Le Japon refuse de commenter l'objection française au bureau de l'OTAN à Tokyo

Le Japon refuse de commenter l’objection française au bureau de l’OTAN à Tokyo

Le porte-parole du gouvernement japonais a refusé mardi de commenter l’objection signalée par le président français Emmanuel Macron à un projet d’ouverture d’un bureau de liaison de l’OTAN à Tokyo, affirmant seulement que « diverses considérations » avaient lieu au sein de l’alliance transatlantique.

Le Financial Times a rapporté lundi que Macron s’était opposé à ce qui serait le premier bureau de l’OTAN en Asie, reflétant la réticence de la France à soutenir tout ce qui alimente les tensions entre l’alliance et la Chine. Le plan, révélé en mai, a bouleversé Pékin.

« Diverses considérations sont en cours au sein de l’OTAN. A ce stade, je m’abstiendrai de tout commentaire avec préjugé », a déclaré le secrétaire en chef du cabinet japonais Hirokazu Matsuno lors d’une conférence de presse, interrogé sur le rapport.

L’OTAN s’est empressée d’accroître sa coopération avec les pays d’Asie-Pacifique dans un contexte d’inquiétudes concernant la coopération militaire croissante de la Russie avec la Chine à la suite de son invasion de l’Ukraine. L’ouverture d’un bureau à Tokyo vise apparemment à approfondir les liens avec le Japon.

La création d’un bureau de l’OTAN doit être approuvée à l’unanimité par le Conseil de l’Atlantique Nord décisionnel de l’organisation, la France ayant le pouvoir de bloquer le plan.

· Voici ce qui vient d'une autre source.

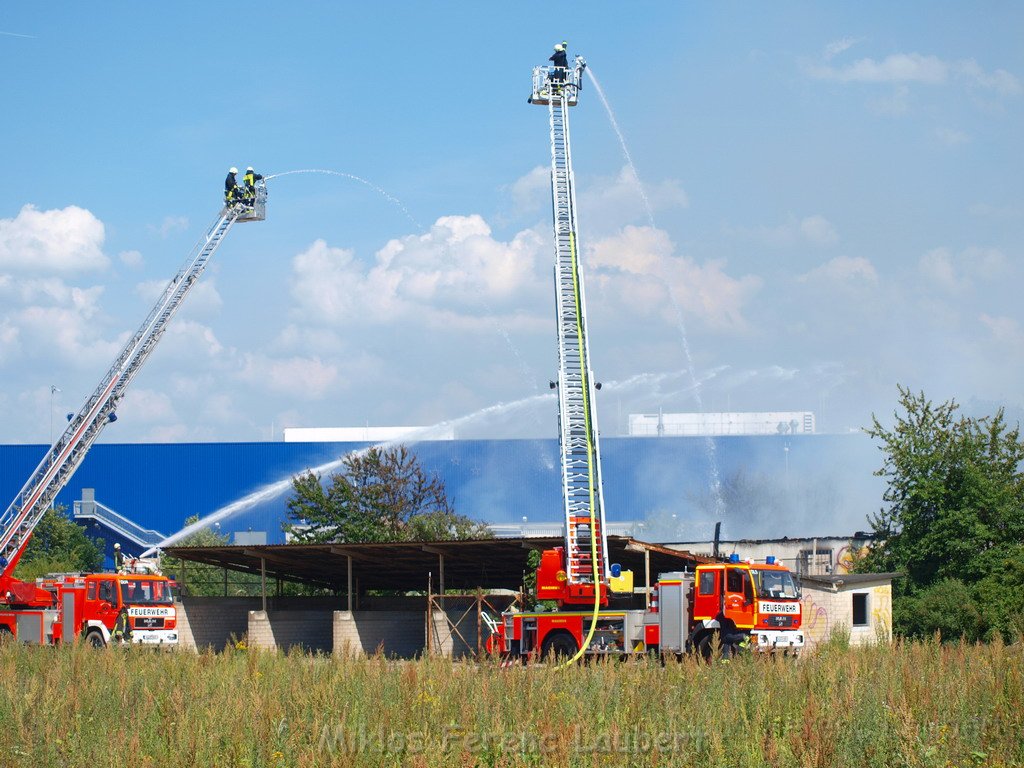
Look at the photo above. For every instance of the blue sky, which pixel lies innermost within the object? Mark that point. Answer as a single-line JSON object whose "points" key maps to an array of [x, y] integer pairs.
{"points": [[835, 200]]}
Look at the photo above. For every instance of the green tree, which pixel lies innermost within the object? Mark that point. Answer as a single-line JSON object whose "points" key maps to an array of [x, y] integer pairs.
{"points": [[953, 517], [382, 495], [59, 545]]}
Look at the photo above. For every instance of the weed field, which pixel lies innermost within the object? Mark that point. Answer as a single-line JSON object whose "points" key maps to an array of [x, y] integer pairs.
{"points": [[908, 705]]}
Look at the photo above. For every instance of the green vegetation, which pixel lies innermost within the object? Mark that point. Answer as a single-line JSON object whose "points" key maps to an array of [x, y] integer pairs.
{"points": [[908, 705], [381, 496], [954, 521], [58, 546]]}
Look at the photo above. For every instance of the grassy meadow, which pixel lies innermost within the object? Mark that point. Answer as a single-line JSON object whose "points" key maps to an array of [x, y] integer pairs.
{"points": [[908, 705]]}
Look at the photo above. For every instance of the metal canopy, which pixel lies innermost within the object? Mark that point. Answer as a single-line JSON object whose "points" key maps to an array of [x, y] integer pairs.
{"points": [[487, 563]]}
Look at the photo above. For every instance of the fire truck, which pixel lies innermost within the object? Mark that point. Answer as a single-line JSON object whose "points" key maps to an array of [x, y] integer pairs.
{"points": [[720, 604], [65, 607], [61, 608]]}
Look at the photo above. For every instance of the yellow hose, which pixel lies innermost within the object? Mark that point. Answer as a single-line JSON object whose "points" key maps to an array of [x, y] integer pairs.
{"points": [[590, 465]]}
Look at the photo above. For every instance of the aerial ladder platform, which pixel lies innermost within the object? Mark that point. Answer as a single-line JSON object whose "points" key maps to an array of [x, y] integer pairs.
{"points": [[67, 454], [587, 567]]}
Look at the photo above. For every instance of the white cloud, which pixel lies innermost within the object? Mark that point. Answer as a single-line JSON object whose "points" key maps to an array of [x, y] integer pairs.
{"points": [[836, 47], [954, 272], [915, 68], [455, 272], [642, 264], [896, 68], [304, 378], [937, 267], [146, 406], [62, 241]]}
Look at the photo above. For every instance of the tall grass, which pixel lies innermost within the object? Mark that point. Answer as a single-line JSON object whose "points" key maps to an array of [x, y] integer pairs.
{"points": [[906, 705]]}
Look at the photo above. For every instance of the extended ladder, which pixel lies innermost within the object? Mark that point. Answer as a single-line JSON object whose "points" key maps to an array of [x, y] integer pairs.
{"points": [[68, 453], [582, 487]]}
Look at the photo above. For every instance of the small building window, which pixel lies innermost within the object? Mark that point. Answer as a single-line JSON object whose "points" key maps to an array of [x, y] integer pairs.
{"points": [[859, 609]]}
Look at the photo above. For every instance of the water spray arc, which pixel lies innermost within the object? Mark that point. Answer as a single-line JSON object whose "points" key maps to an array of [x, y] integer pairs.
{"points": [[275, 488], [391, 199], [710, 448]]}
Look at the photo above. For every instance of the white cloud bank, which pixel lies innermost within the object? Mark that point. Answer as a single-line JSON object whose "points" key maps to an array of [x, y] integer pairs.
{"points": [[915, 68], [60, 242]]}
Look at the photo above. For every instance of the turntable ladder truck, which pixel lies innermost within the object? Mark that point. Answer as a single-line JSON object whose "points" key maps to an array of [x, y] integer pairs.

Lors d’une conférence la semaine dernière, Macron a déclaré que l’OTAN ne devrait pas étendre sa portée au-delà de l’Atlantique Nord et a ajouté : « Si… nous poussons l’OTAN à élargir le spectre et la géographie, nous ferons une grosse erreur », selon le journal.

La résistance de la France a compliqué des mois de discussions au sein de l’OTAN sur l’ouverture de l’avant-poste à Tokyo, a-t-il également déclaré, citant huit personnes familières avec la situation.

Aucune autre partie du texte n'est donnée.